I put one space between sentences inside paragraphs, the way books (but not manuscripts) are meant to be. (Remember, you're writing the book, not the manuscript for the book. There are no manuscripts anymore.)

I use two hyphens (with no spaces before, after, or in between) to indicate dashes, and three periods for an ellipsis (again with no spaces). I'll want to run an automated search for those items later, so I keep the notation standard. (Of if not standard, consistent.)

I write all I want and revise the text until I'm goofy-headed. The only thing I miss is the Word Count tool. I still have a (semi) working copy of MS Word, so I can copy and paste a WIP there to check the wordage.

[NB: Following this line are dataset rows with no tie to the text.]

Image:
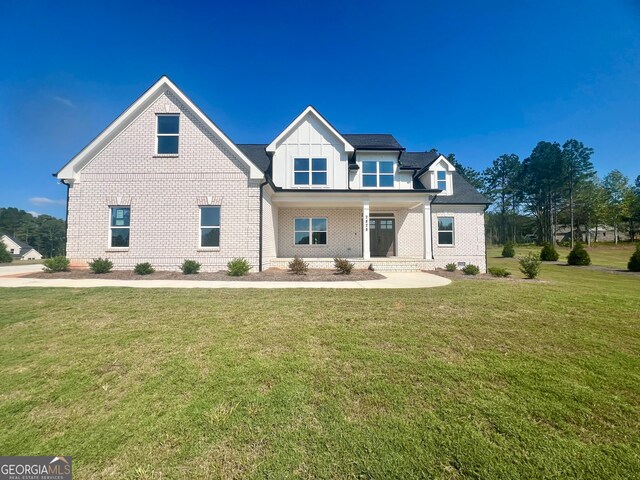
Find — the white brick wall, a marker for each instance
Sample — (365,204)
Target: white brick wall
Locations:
(164,193)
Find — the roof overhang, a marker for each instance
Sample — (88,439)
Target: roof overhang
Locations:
(271,148)
(70,171)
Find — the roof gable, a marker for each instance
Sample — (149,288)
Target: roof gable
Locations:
(309,111)
(70,170)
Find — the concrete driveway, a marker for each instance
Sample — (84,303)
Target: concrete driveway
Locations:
(9,277)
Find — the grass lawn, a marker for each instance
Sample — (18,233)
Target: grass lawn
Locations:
(479,379)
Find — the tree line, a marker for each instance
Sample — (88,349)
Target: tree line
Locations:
(45,233)
(556,184)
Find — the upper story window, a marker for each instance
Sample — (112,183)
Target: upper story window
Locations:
(119,227)
(168,133)
(442,180)
(310,171)
(210,226)
(377,174)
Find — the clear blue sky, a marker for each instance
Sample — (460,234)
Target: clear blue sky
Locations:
(475,78)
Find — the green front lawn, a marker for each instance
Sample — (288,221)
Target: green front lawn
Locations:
(479,379)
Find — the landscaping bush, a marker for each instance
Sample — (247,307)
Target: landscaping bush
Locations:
(470,269)
(100,265)
(634,261)
(238,267)
(5,256)
(190,267)
(530,265)
(499,272)
(56,264)
(549,253)
(343,265)
(509,250)
(298,266)
(579,256)
(143,269)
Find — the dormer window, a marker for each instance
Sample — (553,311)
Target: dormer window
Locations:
(168,127)
(442,180)
(309,171)
(377,174)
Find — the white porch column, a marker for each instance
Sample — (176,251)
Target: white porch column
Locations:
(366,239)
(428,253)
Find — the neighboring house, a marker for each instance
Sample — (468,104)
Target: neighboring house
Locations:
(19,249)
(601,233)
(163,184)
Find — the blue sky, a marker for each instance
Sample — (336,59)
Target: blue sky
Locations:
(475,78)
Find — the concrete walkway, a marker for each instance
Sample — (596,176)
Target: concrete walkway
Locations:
(8,278)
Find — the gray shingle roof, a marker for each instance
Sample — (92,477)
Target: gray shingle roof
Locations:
(376,141)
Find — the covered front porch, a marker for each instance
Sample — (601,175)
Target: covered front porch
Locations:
(388,230)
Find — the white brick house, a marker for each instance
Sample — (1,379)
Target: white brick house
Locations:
(163,183)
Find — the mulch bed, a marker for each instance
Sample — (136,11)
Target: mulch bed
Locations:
(270,275)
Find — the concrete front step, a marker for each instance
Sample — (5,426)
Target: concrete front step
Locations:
(388,264)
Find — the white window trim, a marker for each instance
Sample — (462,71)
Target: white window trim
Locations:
(310,172)
(200,227)
(157,154)
(453,231)
(311,230)
(111,227)
(377,174)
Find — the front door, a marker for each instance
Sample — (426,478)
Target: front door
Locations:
(382,234)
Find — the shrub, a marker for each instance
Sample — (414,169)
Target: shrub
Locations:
(634,261)
(343,265)
(549,253)
(190,267)
(470,269)
(56,264)
(101,265)
(238,267)
(143,268)
(298,266)
(530,265)
(5,256)
(509,250)
(499,272)
(579,256)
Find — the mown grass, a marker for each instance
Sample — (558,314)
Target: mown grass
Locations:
(479,379)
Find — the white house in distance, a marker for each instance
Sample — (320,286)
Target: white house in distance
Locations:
(20,250)
(163,183)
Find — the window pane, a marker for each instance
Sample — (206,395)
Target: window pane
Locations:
(369,181)
(302,224)
(119,237)
(302,238)
(168,145)
(319,238)
(319,178)
(210,237)
(369,167)
(210,216)
(319,164)
(168,123)
(445,223)
(386,167)
(319,224)
(301,178)
(301,164)
(445,238)
(120,217)
(386,180)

But in the indie pub world, the word count is a lot less important than in the trad pub world. If the work comes out short, put a lower price on it. If it's too long, readers love it. After all, they want to be immersed in your fictional world forever. For them, longer is always better.

(Recall that THE LORD OF THE RINGS came out in three volumes because of post-war economics. It was always meant to be one big book.)

Be sure to patch Notepad++ with the Spell Check option. And use it. If there's a highlighted word anywhere in the document, that's the only thing that gets checked. Otherwise, Spell Check starts at the top. If you want to stop halfway through and make some revisions, just highlight the text from there on down to resume spell checking in midstream. Or start again from the top, your choice.

For ebooks, I run the text file through MobiPocket Creator and open the resulting HTML in (where else?) Notepad++. Then I run the (amended) Puctuation Swap Grid, copy and paste the front-end of a standard ebook from "Code of a Short Book," and I'm ready to apply paragraph styles to chapter and section starts. Finally, I grab the TOC and OPF file templates and fill 'em out. (All this stuff is available in the Templates section, on the right-hand sidebar of this blog.)

Next comes GIMP2 and the creation of a cover and title page.

In the meantime, I open the HTML file in Firefox and start proofing. I narrow the window and bump up the font size till I have a Large Print ebook to work with. All its mind-boggling faults show up nicely.

Which is fine, because I've set up plenty of macros in Notepad++ for extensive rewriting (and new writing) in the HTML. Immediately checking the corrected text in the browser is addictive, I've found.

By the way, there's a new version of Notepad++ available. I haven't tried it yet, but expect to soon. Is it too much to hope there's a word count tool built in? (Yeah, probably.)